I'm trying to carry out GO-enrichment analysis of microarray data. I can't understand how can I adopt data after limma for topGO input. For example: I have a data.frame, which contains gene symbols, expression values, t, B, adjusted p.values - basically the results of
>trgts <- readTargets("targets4.csv", sep = ";")
>rough <- read.maimages(trgts, source="agilent",
columns = list(R ="rDyeNormSignal", G = "gDyeNormSignal",rIsFeatNonUnifOL = "rIsFeatNonUnifOL", >gIsFeatNonUnifOL="gIsFeatNonUnifOL",rIsBGNonUnifOL= "rIsBGNonUnifOL",gIsBGNonUnifOL="gIsBGNonUnifOL",
rIsFeatPopnOL="rIsFeatPopnOL",gIsFeatPopnOL="gIsFeatPopnOL",rIsBGPopnOL= "rIsBGPopnOL",
gIsBGPopnOL="gIsBGPopnOL", rIsSaturated="rIsSaturated",gIsSaturated="gIsSaturated"),
other.columns = c("rIsFeatNonUnifOL","gIsFeatNonUnifOL", "rIsBGNonUnifOL","gIsBGNonUnifOL",
"rIsFeatPopnOL","gIsFeatPopnOL", "rIsBGPopnOL",
"gIsBGPopnOL", "rIsSaturated","gIsSaturated"),
annotation = c("accessions","chr_coord","Sequence",
"ProbeUID", "ControlType", "ProbeName", "GeneName","SystematicName"
, "Description"))
roughbet = normalizeBetweenArrays(rough,method="Aquantile")

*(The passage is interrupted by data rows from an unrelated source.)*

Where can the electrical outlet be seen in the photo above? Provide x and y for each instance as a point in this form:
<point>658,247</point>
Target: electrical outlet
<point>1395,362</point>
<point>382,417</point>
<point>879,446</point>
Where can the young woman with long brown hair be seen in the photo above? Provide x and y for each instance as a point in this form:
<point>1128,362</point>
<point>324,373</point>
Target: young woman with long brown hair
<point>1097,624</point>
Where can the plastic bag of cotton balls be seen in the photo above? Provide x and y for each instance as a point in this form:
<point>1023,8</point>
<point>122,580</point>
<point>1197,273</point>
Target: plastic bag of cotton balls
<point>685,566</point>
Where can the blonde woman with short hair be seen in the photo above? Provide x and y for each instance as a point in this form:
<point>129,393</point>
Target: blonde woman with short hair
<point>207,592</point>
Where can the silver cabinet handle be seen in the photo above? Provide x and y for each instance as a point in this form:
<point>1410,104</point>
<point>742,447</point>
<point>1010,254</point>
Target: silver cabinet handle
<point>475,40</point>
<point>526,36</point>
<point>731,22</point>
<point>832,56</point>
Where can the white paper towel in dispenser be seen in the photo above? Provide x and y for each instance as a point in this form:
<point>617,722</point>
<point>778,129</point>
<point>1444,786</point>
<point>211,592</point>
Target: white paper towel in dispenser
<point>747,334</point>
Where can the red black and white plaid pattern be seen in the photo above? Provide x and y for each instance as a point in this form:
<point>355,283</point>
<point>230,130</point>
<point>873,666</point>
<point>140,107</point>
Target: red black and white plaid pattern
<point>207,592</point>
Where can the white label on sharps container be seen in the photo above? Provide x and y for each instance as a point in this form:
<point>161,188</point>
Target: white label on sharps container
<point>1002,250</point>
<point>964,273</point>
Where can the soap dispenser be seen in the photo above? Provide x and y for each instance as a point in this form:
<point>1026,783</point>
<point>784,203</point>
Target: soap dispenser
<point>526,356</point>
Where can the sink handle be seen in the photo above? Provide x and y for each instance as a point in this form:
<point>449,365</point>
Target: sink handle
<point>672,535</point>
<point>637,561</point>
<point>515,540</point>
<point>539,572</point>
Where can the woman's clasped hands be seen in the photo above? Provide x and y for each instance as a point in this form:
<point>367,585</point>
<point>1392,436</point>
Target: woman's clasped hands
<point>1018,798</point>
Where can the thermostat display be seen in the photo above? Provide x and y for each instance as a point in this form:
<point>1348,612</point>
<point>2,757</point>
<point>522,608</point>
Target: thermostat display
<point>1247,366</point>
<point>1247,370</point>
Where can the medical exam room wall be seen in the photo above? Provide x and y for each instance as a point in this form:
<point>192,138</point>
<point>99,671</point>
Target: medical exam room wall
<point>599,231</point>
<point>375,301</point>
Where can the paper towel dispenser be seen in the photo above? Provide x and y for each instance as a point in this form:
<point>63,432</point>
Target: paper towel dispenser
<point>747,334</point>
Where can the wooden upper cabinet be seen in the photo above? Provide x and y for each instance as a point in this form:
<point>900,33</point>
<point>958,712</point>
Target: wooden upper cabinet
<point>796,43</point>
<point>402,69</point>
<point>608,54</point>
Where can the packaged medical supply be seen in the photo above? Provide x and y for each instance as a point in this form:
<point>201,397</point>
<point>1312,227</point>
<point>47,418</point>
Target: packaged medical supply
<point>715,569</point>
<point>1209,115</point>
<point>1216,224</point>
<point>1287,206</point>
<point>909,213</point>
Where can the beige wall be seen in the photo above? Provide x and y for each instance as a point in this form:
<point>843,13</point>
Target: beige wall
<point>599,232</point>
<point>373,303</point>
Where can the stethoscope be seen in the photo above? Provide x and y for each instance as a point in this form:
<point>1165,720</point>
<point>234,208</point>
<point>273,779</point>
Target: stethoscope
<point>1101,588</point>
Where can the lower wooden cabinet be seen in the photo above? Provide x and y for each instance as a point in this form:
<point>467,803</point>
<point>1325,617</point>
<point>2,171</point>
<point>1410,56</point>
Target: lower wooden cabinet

roughave <- avereps(roughbet,ID=roughbet$genes$ProbeName)
design <- modelMatrix(trgts, ref="Col0")
>fitRC <- lmFit(roughave, design)
>fitRC <- eBayes(fitRC)
>signifC = topTable(fitRC, coef = "mut1", lfc = 1, p.value = 0.05,adjust.method = "BH", number = Inf)
>signifCC = signifCC <- signifC[signifC$ControlType == 0,]
#the next function makes annotation from agilent database and cbind info about probes, including GO_IDs.
>agilentannC <- function(x) {
for (i in 1:nrow(x)) { x$ID[i] <- (which(AGIDB2$ID == x$ProbeName[i]))}
AGIDBcutC <- AGIDB2[x$ID,]
XannotateC <<- cbind(x, AGIDBcutC)
}
agilentannC(signifCC)
CCC <- XannotateC
row.names(CCC) <- CCC$GENE_SYMBOL
PREPAREDC <<- CCC
mut1data <- PREPAREDC
So I have all this - a table contains genes of interest, selected by lfc and p.values, their p.v.'s, LogFC, aveExp, and even GO IDs - and really can't understand how to make topGOdata of it! Please help!!
> sessionInfo()
R version 3.5.3 (2019-03-11)
Platform: x86_64-w64-mingw32/x64 (64-bit)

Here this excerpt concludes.